Estimating the concentration of optically active constituents of sea water by Takagi–Sugeno models with quadratic rule consequents

Abstract

Determining the concentrations of chlorophyll, suspended particulate matter and coloured dissolved organic matter in the sea water is basic to support the monitoring of upwelling phenomena, algae blooms, and changes in the marine ecosystem. Since these concentrations affect the spectral distribution of the solar light back-scattered by the water body, their estimation can be computed by using a set of remotely sensed multispectral measurements of the reflected sunlight. In this paper, the relation between the concentrations of interest and the average subsurface reflectances is modelled by means of a set of second-order Takagi–Sugeno (TS) fuzzy rules. Unlike first-order TS rules, which adopt linear functions as consequent, second-order TS rules exploit quadratic functions, thus improving the modelling capability of the rule in the subspace determined by the antecedent.
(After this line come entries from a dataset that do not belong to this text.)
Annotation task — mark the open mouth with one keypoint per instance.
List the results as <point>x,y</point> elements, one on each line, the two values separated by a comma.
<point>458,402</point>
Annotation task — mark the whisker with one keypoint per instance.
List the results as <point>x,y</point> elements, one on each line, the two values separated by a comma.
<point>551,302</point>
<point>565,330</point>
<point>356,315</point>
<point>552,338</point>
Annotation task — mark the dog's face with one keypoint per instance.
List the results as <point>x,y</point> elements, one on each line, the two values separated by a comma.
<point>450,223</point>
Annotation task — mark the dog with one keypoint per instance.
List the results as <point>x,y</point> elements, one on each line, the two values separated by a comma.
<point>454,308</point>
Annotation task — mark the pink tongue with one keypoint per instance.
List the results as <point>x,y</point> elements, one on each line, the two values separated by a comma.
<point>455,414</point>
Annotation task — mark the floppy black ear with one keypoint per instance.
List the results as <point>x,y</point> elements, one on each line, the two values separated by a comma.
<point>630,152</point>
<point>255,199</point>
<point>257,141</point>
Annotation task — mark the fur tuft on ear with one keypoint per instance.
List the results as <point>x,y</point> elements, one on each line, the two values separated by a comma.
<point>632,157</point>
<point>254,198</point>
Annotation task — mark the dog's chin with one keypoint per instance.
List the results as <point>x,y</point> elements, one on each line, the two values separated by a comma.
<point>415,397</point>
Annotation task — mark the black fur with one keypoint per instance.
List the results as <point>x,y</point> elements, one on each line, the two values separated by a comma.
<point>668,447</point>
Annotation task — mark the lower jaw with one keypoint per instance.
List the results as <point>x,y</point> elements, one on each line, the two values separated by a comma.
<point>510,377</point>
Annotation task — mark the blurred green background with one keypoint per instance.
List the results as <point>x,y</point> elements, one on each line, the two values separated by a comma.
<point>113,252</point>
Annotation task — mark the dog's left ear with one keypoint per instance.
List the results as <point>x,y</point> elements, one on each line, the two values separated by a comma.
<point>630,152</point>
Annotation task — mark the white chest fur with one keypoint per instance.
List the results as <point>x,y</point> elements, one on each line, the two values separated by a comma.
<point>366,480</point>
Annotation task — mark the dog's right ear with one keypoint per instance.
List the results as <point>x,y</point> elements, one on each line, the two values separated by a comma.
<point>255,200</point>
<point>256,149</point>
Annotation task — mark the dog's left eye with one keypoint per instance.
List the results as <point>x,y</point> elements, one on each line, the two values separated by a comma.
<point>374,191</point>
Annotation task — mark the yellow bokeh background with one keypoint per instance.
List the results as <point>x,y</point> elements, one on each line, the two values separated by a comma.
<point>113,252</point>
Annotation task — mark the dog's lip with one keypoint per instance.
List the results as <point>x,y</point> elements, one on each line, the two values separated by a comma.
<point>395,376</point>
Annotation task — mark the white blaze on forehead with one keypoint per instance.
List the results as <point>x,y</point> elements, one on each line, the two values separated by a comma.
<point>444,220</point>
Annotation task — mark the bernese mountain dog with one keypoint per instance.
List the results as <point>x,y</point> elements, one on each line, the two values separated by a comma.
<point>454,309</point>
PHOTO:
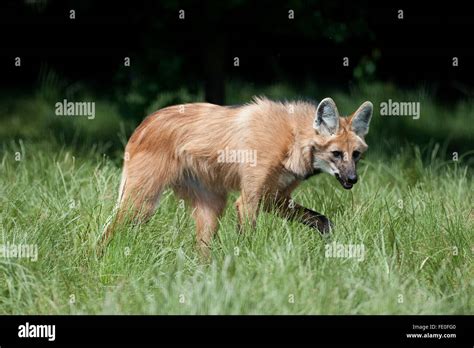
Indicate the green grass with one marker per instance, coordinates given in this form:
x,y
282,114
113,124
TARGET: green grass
x,y
412,211
415,220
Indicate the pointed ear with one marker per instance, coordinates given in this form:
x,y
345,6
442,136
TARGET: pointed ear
x,y
326,121
361,119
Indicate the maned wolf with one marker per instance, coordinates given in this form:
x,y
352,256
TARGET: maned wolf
x,y
264,149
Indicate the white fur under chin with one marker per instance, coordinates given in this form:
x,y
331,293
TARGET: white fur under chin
x,y
324,166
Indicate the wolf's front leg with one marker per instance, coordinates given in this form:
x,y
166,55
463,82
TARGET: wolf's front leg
x,y
290,210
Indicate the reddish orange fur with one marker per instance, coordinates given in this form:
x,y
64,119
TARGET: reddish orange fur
x,y
178,147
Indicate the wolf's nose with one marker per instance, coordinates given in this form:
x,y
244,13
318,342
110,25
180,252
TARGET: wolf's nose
x,y
352,179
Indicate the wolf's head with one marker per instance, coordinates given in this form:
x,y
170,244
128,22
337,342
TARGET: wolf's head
x,y
340,140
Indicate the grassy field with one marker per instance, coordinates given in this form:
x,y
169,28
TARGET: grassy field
x,y
412,212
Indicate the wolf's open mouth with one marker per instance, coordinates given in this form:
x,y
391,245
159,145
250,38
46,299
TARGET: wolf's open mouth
x,y
345,184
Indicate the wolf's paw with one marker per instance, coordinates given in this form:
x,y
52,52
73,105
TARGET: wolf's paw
x,y
324,225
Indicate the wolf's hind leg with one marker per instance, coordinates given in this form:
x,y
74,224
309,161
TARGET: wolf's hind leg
x,y
141,189
207,208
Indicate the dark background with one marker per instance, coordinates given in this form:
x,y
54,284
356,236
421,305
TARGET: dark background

First, we show how we can build a second-order TS model through a simple transformation, which allows estimating the consequent parameters using standard linear least-squares algorithms, and by adopting one of the most used methods proposed in the literature to generate first-order TS models. Then, we compare first-order and second-order TS models against mean square error and interpretability of rules. We highlight how second-order TS models allow us to achieve better approximation than first-order TS models though maintaining interpretability of the rules. Finally, we show how second-order TS models perform considerably better (the mean square error is lower by two orders of magnitude) than the specific implementations of radial basis function networks and multi-layer perceptron networks used in previous papers for the same application domain.